Interessant im Zusammenhang mit der derzeitigen Meinungsverschiedenheit zwischen den beiden Völkern (und, wie die Umfragen bestätigen, nicht nur zwischen den beiden Regierungen) in Bezug auf die russische Invasion der Ukraine ist, dass auf die Aussage „Die Polen werden von ihren eigenen Machtambitionen geleitet und interessieren sich nicht für das Schicksal der kleinen Nachbarländer“ nur 22 % der Ungarn mit Ja antworten, während fast 50% mit Nein antworten.
Gegen die beiden anderen V4-Partner ausgespielt, liegt Polen nun mit Tschechien gleichauf, was den Prozentsatz der positiven Meinungen angeht: 56% positive Meinungen für Polen im Jahr 2023 gegenüber 73% im Jahr 2019, während Tschechien innerhalb von vier Jahren von 50% auf 57% positive Meinungen gestiegen ist, wobei die Slowakei nur eine leichte Verbesserung von 35% auf 38% positive Meinungen innerhalb des ungarischen Volkes verzeichnet (und 42-44% der Personen ohne besondere Meinung zu diesem Thema, wobei die negativen Meinungen gegenüber den anderen V4-Ländern bei etwa 15% gegenüber der Slowakei und 6-7% gegenüber Polen und Tschechien bleiben).
Und unabhängig davon, wie sich die Wahrnehmung Polens verändert, sind 47% der vom ungarischen Meinungsforschungsinstitut Befragten der Meinung, dass Ungarn von den drei V4-Partnern die engsten Beziehungen zu Polen hat (13% nennen die Slowakei und 6% Tschechien), und 81% sind der Ansicht, dass die Zusammenarbeit zwischen Polen und Ungarn bei Gesprächen auf EU-Ebene noch weiter verstärkt werden sollte.
Alle sind sich über die Notwendigkeit einer regionalen Zusammenarbeit gegenüber Brüssel, Berlin und Paris einig
Wie die Teilnehmer der Konferenz vor dem Hintergrund der Meinungsverschiedenheiten in der Ukraine-Frage zwischen der ungarischen Delegation und den Delegationen der drei anderen Länder der Visegrád-Gruppe feststellten, bleibt die regionale Zusammenarbeit in Mitteleuropa ohnehin unerlässlich, um die in Brüssel, Berlin und Paris beliebten föderalistischen Bestrebungen zu bremsen und auch um ein Gegengewicht zum deutsch-französischen Paar innerhalb der EU zu bilden.
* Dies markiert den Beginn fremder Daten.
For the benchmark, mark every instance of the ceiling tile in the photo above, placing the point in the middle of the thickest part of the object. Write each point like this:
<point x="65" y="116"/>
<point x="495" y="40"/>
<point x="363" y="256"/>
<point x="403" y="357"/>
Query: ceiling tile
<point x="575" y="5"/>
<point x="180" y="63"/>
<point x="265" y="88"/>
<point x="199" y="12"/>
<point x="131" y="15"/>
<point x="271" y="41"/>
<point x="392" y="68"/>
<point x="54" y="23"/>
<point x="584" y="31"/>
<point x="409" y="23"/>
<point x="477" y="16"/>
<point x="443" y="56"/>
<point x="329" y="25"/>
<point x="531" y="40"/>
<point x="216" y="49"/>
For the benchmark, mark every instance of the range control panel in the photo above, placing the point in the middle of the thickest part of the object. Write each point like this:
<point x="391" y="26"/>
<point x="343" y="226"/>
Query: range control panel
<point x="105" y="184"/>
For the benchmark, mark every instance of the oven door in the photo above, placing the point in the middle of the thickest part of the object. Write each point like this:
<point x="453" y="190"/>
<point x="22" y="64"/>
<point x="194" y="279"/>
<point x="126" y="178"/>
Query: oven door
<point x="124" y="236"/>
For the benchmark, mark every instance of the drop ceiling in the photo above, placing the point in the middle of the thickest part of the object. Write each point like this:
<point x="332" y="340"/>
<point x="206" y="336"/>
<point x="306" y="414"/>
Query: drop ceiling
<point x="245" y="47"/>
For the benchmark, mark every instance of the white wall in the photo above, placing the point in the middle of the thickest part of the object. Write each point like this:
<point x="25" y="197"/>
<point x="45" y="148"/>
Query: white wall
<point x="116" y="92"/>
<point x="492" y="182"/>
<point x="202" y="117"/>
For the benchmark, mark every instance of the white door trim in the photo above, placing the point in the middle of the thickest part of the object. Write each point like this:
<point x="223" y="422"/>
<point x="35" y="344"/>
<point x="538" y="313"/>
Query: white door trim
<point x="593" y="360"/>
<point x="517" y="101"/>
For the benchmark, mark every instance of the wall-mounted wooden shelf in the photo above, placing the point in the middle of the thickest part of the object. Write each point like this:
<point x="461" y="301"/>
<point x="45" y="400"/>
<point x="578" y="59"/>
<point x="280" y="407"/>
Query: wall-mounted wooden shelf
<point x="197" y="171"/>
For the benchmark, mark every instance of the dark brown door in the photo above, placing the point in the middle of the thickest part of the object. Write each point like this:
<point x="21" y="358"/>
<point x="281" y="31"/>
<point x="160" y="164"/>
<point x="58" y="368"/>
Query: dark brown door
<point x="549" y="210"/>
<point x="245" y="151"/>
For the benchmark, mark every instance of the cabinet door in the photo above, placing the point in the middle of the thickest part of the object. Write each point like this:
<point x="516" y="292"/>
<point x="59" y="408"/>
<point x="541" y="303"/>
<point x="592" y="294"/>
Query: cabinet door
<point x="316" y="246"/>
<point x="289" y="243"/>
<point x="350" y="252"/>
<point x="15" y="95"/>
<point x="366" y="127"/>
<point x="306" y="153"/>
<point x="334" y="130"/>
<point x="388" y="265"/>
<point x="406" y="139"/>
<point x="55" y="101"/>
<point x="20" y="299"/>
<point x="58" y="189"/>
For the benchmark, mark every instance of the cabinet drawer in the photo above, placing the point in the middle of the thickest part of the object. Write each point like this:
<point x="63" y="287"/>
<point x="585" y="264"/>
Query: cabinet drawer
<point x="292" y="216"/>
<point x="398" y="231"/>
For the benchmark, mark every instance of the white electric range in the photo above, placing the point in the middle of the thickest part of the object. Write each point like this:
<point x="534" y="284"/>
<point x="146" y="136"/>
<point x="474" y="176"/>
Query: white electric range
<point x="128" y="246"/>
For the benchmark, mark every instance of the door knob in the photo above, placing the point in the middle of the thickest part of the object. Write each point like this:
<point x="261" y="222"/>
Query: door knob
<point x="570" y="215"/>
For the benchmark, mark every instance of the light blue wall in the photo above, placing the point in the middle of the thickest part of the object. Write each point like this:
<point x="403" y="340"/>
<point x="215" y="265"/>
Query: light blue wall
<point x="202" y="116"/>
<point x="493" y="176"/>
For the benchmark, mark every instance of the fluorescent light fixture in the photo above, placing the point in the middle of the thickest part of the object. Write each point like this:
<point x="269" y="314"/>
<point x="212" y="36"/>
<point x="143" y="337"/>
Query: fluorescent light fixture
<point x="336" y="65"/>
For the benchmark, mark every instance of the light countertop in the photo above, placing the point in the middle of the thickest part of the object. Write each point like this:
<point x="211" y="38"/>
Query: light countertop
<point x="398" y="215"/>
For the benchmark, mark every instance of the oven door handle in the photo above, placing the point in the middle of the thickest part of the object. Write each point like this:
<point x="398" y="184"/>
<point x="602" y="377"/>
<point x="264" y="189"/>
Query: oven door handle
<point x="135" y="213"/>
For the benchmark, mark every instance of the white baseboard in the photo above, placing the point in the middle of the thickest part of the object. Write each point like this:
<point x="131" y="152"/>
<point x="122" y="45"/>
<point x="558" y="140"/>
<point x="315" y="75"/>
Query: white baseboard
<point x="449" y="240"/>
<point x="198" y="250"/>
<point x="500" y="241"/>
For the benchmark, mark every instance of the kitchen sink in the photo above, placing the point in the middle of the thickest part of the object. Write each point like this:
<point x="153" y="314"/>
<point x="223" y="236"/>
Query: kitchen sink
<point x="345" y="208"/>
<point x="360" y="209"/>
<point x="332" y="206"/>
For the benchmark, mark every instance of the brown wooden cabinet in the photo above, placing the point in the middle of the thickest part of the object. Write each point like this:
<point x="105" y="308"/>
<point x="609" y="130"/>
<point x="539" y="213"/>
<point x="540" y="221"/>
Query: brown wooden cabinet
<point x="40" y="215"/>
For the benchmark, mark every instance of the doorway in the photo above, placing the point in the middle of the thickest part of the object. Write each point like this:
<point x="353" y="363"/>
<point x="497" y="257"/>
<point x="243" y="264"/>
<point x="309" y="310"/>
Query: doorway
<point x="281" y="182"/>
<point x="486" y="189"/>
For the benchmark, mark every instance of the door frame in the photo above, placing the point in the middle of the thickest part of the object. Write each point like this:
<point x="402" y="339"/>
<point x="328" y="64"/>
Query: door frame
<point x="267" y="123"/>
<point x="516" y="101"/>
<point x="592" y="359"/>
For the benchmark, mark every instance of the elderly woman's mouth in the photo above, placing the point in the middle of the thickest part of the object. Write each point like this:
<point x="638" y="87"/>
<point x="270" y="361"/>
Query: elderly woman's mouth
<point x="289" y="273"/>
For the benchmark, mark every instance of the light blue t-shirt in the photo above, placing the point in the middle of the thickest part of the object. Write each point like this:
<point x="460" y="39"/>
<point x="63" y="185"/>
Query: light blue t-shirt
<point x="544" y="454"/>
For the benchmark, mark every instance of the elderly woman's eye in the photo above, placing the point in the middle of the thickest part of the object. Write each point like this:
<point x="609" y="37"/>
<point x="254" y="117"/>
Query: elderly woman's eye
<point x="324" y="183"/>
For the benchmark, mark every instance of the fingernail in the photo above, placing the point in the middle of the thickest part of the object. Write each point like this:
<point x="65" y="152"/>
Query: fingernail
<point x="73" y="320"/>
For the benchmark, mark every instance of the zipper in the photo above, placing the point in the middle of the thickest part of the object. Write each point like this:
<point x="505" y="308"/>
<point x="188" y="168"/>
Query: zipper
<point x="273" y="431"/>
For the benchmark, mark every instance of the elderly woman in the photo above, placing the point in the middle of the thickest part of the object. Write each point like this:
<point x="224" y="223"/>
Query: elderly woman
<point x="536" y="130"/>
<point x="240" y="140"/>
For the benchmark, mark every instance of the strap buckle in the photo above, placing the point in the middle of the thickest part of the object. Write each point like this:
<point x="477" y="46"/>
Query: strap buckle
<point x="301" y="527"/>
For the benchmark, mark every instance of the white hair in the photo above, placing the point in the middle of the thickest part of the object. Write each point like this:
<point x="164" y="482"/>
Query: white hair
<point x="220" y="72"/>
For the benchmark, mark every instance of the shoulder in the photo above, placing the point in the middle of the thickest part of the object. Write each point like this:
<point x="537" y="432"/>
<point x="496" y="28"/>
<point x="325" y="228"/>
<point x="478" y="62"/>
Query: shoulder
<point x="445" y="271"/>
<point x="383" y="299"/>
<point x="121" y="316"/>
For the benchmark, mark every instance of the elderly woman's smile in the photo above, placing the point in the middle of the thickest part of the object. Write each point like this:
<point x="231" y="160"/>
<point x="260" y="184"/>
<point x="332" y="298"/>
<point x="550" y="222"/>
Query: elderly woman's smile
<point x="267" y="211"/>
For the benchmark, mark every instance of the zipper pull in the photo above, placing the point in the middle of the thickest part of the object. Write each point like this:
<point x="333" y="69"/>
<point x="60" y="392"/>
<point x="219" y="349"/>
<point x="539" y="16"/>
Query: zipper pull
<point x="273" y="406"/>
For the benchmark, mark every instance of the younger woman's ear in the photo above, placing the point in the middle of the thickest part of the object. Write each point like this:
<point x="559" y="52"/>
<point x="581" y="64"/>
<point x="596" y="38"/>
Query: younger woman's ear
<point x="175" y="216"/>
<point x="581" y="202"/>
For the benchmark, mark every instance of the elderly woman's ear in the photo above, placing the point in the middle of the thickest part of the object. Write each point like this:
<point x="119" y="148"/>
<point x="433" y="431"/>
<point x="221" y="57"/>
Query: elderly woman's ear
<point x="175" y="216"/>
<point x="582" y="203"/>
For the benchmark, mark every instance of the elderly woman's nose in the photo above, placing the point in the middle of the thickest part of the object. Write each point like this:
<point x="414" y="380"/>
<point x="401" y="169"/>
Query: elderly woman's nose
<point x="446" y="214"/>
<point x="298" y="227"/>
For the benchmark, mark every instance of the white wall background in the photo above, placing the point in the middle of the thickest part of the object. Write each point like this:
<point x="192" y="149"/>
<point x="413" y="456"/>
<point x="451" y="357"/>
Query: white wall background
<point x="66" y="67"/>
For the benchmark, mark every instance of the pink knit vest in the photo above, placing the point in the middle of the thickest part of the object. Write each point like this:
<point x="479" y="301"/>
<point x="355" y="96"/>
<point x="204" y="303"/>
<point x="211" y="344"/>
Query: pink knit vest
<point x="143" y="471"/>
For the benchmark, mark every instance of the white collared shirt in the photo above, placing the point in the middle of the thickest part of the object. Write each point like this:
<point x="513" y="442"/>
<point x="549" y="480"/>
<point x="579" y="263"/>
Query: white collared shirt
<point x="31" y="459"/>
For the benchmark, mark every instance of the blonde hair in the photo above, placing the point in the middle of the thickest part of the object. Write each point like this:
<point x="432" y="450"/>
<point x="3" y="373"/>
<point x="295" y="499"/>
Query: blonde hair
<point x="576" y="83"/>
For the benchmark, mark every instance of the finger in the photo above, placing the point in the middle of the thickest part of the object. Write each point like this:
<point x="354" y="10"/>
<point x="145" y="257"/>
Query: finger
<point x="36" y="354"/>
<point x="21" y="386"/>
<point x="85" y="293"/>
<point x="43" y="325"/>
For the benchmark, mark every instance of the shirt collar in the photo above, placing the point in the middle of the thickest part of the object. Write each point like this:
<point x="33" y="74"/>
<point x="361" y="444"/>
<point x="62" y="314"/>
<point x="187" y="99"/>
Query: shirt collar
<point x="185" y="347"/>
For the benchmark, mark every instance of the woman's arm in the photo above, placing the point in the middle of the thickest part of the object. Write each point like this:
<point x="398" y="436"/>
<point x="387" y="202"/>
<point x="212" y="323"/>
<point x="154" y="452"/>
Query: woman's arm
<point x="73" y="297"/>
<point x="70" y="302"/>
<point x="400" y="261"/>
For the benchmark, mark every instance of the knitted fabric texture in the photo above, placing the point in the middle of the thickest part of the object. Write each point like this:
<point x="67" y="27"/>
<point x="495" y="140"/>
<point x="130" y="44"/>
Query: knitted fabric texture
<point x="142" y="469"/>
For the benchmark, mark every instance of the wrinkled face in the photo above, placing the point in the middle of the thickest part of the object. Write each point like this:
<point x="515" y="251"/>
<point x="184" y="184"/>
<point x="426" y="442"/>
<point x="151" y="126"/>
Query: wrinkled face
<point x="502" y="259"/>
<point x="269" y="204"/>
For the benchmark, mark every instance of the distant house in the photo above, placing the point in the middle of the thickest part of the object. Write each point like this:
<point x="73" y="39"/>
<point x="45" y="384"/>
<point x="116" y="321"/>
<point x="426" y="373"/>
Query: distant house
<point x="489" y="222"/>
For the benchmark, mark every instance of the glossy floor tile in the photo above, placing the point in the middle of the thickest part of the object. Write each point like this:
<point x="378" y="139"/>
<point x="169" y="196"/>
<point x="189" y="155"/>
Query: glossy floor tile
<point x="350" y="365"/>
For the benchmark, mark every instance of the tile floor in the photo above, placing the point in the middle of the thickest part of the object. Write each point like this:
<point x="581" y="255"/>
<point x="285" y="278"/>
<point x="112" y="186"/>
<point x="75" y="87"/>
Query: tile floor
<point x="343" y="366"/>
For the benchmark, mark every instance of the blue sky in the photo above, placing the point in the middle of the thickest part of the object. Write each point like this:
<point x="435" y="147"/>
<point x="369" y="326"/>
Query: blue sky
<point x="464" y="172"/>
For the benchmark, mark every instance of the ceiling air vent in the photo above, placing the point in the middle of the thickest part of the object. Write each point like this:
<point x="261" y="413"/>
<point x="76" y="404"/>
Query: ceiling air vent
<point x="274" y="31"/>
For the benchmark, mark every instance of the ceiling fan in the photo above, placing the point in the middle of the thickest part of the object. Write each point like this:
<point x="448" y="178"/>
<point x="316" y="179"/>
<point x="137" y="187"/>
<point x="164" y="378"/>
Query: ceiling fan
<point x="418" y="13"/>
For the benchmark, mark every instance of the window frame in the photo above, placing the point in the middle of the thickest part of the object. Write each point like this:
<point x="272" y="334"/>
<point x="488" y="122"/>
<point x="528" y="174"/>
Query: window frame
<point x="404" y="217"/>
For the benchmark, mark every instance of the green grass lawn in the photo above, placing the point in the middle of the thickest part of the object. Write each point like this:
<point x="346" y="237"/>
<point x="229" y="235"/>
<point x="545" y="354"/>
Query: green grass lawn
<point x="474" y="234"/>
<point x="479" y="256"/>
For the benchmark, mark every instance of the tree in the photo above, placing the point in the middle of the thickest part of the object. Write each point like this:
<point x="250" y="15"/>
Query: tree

Der Vertreter des atlantischen Think Tanks Centre for Transatlantic Relations am CEVRO-Institut in Prag erklärte: „Das Ende der V4 würde unseren politischen Tod bedeuten“. Und Polen bleibt aufgrund seiner Größe für Ungarn ein natürlicher und wünschenswerter regionaler Führer.
Der Direktor des Zentrums für Geopolitik der Stiftung Mathias Corvinus Collegium (MCC) in Budapest nannte daher als Beispiel das EU-weite Einfuhrverbot für Getreide und andere Agrarprodukte aus der Ukraine, die seit letztem Jahr zollfrei sind. Ungarn, das mit den Problemen seiner Landwirte konfrontiert ist, die mit billigeren, aber nicht immer den EU-Standards entsprechenden Produkten konkurrieren, wollte diese Einfuhren bereits seit mehreren Monaten verbieten, um die Europäische Kommission zu einer Reaktion und einer Änderung der Einfuhrbestimmungen zu zwingen, konnte dies jedoch erst tun, als Polen sich am Samstag, den 15. April, selbst zu einem Einfuhrstopp entschloss, und zog damit nicht nur Ungarn, sondern auch die Slowakei, Rumänien und Bulgarien mit sich und zwang die Kommission, sich mit den fünf Ländern der Ostflanke an den Verhandlungstisch zu setzen, was das erklärte Ziel Warschaus war, wie es der polnische Landwirtschaftsminister Robert Telus bei der Bekanntgabe der Entscheidung zum Ausdruck gebracht hatte.